Uranyum-238’in fizyon tepkimesi temeli üzerine kurulmuş bir nükleer silahın
bileşkesi olamayacağını belirtmek gerek. Çünkü yüksek enerji yüklü nötronlar
ancak füzyon tepkimesi sonucu ortaya çıkarlar. Bu da demektir ki, termonükleer yükün
çevresi doğal uranyum örtüsüyle kaplandığında, uranyum-238 atomlarını kullanarak
bir fizyon tepkimesi gerçekleştirilebilir. Böyle bir tepkime, çok büyük miktarda
enerjinin anlık bir süre içinde açığa çıkmasını sağlayacaktır. Böylelikle de,
fizyon-füzyon-fizyon prensibiyle çalışan birleşik bir silahın patlayıcı gücü
artmış olacaktır.
Nükleer Patlamanın
Etkilerinin Genel Özellikleri
Nükleer patlamalar-hava, yüzey ve sualtı
patlamaları-patlamanın merkezinin yerin yüzeyine göre konumuna bağlı olarak
sınıflandırılırlar. Her patlama türünün kendine özgü bir dış gelişmesi ve
etkileri vardır. Patlayıcıların kimyasal tepkimesine dayanan konvansiyonel bir
silahın tersine, nükleer patlamalar çok değişik etkiler oluşturur. Dört ana etkiyi
şöyle sıralayabiliriz:
- patlama, özel olarak sarsıntı
cephesindeki basınçla meydana gelen infilak;
- termal radyasyon, büyük bölümü
gözle görünür bir ışık halini alır,
- ilk ve anlık nükleer radyasyon,
- kalıcı nükleer radyasyon.
Nükleer patlamanın enerjisi bu dört etki arasında
şu şekilde dağılmıştır: patlama-yaklaşık yüzde 50, termal (ışıklı)
radyasyon-yüzde 30-35, ilk nükleer radyasyon-yüzde 5, kalıcı radyasyon yüzde 10. (Bu
tahminler, havada meydana gelen patlamalar için geçerlidir) Öteki patlamalarda ise
oranlar değişmektedir. Örneğin yüzey patlamasında, termal radyasyona giden enerji
miktarı, hava patlamasındakine oranla yüzde 25 ila yüzde 50 oranında azalmaktadır.
20 km.’den yüksekte meydana gelen bir patlamada, havanın yoğunluğu azaldığı için
hemen hemen hiç infilak olmaz) Sonuç olarak, patlamanın tüm enerjisi, nükleer ve
termal radyasyon şeklini alır.
Nükleer bir
patlama çok yüksek derecede ısıya yol açar, bu da ionize olmuş sıcak havanın çok
parlak bir şimşek gibi, bir ateştopu gibi görünmesine yol açar.

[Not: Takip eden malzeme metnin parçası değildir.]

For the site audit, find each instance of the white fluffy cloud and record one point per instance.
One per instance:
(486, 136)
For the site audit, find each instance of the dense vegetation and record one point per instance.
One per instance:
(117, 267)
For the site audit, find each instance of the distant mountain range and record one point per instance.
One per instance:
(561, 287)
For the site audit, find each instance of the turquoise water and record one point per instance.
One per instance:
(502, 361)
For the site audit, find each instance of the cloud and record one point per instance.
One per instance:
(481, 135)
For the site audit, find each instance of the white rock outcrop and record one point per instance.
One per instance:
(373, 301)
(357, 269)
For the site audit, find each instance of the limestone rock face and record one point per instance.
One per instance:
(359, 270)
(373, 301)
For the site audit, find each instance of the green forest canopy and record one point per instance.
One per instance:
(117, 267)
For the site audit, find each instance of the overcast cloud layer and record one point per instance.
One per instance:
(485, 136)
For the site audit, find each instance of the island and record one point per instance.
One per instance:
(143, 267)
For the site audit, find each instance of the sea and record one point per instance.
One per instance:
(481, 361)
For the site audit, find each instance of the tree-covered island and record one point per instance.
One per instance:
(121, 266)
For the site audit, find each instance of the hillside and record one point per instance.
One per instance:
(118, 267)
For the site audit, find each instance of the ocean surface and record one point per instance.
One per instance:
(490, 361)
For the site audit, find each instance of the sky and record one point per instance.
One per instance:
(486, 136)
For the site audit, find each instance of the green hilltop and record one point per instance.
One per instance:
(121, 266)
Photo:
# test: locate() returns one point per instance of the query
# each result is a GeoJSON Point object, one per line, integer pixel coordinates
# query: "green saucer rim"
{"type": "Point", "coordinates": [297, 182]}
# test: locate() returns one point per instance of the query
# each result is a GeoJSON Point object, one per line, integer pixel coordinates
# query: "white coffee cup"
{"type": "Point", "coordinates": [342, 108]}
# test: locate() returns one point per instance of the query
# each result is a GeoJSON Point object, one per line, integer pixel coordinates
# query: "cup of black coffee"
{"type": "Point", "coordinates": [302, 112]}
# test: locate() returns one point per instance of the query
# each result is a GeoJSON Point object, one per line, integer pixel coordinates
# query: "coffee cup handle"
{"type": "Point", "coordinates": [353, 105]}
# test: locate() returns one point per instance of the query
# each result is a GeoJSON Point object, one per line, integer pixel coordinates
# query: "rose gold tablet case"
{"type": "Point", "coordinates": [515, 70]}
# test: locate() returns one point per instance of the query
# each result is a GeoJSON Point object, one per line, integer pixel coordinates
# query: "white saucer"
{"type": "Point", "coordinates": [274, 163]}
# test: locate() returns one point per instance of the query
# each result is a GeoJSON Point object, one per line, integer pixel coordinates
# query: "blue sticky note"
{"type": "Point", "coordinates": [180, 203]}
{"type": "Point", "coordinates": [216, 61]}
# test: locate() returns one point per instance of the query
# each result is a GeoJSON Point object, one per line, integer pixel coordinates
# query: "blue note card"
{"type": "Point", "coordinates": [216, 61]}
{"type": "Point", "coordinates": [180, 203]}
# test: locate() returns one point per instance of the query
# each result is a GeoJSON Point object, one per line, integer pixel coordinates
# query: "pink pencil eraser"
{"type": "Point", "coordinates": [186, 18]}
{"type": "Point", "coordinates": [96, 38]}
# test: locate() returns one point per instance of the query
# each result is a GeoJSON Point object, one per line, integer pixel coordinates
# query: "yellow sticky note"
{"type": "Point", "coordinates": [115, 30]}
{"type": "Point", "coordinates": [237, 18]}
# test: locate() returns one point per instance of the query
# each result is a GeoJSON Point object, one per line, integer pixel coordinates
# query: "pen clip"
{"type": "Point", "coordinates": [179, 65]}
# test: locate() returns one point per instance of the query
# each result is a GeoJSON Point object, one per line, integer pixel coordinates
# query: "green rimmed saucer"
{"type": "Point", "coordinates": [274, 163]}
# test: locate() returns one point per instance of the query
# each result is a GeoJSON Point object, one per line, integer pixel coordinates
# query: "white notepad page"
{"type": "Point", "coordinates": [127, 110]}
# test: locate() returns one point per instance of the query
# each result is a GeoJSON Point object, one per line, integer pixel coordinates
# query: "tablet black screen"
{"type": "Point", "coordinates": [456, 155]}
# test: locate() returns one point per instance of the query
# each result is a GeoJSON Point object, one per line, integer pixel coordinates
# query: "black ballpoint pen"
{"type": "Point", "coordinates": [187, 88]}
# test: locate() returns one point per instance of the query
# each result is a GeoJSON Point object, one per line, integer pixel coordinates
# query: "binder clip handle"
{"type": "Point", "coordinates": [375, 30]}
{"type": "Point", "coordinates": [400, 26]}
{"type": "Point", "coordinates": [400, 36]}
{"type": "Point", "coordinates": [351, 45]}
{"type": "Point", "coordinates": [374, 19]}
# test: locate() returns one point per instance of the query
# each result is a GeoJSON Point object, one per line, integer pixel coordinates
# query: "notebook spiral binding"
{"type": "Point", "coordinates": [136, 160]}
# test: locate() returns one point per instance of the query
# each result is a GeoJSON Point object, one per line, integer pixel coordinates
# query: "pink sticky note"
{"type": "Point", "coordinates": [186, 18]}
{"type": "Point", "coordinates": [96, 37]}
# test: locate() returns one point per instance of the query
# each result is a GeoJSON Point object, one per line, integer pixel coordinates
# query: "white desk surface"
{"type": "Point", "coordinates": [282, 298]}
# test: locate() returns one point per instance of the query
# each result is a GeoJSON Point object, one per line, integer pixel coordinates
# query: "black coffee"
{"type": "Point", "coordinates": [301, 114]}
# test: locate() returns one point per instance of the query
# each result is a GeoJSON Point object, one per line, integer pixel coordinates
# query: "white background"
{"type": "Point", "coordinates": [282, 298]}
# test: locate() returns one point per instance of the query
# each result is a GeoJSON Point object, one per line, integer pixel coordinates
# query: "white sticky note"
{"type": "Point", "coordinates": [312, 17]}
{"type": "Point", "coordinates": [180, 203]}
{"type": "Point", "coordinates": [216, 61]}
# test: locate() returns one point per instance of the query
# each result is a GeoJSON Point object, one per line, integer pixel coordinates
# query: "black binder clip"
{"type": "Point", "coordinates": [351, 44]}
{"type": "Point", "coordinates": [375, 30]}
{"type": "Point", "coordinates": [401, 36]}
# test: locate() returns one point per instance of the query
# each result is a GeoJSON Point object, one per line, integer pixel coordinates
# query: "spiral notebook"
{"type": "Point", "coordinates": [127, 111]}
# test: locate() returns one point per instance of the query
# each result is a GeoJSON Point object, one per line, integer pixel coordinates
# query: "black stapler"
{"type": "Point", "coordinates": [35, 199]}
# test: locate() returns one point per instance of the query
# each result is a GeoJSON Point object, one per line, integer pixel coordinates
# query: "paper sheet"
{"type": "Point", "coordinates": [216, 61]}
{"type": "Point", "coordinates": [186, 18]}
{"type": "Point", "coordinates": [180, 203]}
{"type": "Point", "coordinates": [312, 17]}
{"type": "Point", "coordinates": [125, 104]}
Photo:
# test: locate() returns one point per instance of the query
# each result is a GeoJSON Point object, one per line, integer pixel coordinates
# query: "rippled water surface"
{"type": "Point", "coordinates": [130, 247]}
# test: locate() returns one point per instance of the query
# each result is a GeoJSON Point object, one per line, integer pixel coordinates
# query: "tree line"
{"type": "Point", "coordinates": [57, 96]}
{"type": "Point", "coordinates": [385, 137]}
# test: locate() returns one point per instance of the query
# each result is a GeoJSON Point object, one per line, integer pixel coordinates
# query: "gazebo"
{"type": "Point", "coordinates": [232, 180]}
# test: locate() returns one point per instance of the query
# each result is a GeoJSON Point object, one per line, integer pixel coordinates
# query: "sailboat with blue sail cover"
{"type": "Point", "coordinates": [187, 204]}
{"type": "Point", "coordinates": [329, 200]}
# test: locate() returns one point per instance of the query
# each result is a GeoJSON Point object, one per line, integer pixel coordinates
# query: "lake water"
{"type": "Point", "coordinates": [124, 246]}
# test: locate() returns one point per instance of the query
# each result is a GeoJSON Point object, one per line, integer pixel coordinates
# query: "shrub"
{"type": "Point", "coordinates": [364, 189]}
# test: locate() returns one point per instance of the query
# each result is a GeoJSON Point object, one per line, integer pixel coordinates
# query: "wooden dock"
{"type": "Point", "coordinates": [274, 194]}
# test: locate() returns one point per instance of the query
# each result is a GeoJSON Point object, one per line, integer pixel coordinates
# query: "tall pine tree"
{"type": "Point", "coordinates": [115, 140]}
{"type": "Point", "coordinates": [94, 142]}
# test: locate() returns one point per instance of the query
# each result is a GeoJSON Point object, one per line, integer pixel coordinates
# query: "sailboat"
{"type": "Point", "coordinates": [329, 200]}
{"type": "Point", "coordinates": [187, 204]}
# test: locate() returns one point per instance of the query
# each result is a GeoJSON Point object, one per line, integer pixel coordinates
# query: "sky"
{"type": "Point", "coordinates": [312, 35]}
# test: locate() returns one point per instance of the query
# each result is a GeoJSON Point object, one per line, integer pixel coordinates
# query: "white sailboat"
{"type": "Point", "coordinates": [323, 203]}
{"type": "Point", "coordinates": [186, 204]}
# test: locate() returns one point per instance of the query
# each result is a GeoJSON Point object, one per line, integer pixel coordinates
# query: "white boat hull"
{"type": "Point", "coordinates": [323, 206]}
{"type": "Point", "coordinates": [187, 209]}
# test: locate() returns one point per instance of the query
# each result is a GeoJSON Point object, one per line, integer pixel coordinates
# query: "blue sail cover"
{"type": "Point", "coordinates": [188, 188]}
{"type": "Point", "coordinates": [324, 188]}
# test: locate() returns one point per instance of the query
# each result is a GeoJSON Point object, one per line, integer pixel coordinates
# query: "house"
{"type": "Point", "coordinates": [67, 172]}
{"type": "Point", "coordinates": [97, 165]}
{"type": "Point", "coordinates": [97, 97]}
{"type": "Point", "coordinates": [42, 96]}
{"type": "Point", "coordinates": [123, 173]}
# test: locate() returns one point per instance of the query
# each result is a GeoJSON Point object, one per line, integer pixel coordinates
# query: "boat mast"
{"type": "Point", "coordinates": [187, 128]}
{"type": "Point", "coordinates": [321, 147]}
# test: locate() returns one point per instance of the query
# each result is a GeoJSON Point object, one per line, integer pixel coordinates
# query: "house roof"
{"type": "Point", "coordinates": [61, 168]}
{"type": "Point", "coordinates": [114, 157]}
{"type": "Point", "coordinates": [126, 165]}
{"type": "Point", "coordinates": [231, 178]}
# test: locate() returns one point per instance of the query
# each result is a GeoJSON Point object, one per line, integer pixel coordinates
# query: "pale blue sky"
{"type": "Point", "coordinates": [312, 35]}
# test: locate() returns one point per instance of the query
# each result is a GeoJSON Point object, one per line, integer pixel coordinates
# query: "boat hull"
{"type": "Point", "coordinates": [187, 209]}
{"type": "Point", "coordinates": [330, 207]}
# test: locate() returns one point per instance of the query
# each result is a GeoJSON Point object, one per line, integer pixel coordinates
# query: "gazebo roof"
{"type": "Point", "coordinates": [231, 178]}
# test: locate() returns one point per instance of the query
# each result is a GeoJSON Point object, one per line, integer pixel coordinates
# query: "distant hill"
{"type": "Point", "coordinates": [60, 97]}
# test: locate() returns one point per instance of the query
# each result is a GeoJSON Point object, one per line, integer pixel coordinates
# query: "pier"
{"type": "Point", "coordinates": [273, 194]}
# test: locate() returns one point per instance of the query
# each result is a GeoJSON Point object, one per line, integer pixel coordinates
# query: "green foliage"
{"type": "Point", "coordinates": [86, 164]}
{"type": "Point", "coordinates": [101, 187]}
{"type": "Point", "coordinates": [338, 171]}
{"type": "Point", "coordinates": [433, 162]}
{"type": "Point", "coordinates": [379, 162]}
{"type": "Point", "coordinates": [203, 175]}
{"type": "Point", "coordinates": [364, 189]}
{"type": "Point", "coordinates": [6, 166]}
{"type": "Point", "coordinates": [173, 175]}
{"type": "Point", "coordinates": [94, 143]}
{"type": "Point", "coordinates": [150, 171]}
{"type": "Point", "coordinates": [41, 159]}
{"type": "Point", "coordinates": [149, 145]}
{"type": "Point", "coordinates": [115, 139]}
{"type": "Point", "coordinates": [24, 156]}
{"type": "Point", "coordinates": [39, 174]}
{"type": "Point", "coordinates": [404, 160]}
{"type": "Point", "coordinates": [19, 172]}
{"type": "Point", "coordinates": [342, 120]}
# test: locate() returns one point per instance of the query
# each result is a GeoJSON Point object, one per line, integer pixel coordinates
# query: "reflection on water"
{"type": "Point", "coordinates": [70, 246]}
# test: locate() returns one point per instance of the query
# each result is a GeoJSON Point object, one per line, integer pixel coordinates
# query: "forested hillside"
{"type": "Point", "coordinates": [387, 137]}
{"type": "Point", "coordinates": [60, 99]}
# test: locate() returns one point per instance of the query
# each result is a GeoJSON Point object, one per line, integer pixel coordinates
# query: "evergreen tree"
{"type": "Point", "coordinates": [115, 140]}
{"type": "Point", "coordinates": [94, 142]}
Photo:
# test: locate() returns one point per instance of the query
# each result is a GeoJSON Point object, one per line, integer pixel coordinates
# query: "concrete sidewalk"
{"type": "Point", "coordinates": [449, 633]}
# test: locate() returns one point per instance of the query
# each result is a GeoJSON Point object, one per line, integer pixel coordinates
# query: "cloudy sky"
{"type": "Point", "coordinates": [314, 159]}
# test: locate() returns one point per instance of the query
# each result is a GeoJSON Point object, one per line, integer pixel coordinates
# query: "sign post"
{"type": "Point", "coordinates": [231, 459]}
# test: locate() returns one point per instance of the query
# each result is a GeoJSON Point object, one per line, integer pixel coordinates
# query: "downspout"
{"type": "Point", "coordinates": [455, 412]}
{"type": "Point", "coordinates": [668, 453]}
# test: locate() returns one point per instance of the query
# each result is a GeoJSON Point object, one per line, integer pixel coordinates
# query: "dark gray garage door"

Bir megatonluk bir
hava patlamasından 0,0001 saniye sonra oluşan ateştopunun açık havada yüz kilometre
öteden görülen parlaklığı, tropik bölgelerde güneşin tam öğle saatinde
eriştiği parlaklığın otuz katıdır. Termal etki, ışık hızıyla hareket eden görünür
ve kırmızı ötesi ışınlarda meydana gelen bir dizi radyasyondan oluşur. Parlak
ışığın ve ısının insanları ve çevreyi patlamadan daha önce etkilemesinin nedeni
budur. Termal radyasyonun etkisi ateştopunun korlaştığı saniyelerde devam eder. (20
kilotonluk bir hava patlamasında üç saniye, 10 megatonluk bir patlamada on saniye kadar
sürer.) Işıklı bölgeden yayılan radyasyon ısısı 6000 ile 8000 Kelvin derece
arasında değişir. Işık, derinin havayla temas eden bölümünde yanıklara ve ışık
körlüğüne yolaçar (çoğu durumda gözün retinası bu ışıktan etkilenir). Patlama
yönüne bakan insanlar, geçici olarak körleşeceklerdir. Örneğin, 15 km yüksekte
patlayan 10 megatonluk bir bomba, 200 km öteden bakan insanlarda ani körlüğe yolaçar.
Birinci derece yanıklara, 3 Cal/cm2 yoğunluğundaki termal/radyasyon
akışı, üçüncü derece yanıklara ise 10 Cal/cm2 yoğunluğundaki akış
neden olur. 1 megatonluk bir silahın hava patlaması, 11-16 km uzaklıktaki insanlarda 1’den
3.dereceye kadar vücut yanıklarına sebep olabilir.
Işıklı
radyasyonun insanlar üzerindeki doğrudan etkisinin yanısıra, ateşin ya da darbesel
dalgaların yolaçacağı yangınlar da yeni kayıplara neden olabilir.
Belirli
hallerde, böylesi yangınlar çok tehlikeli boyutlara ulaşabilir, özellikle de ateş
fırtınası denilen durumda. Böyle bir ateş fırtınası
çok sayıda küçük yangının birleşerek ısısı 1000 santigrad
dereceyi aşan bir kızgın, hareketli ateş sütunu oluşturmaları sonucu meydana gelir.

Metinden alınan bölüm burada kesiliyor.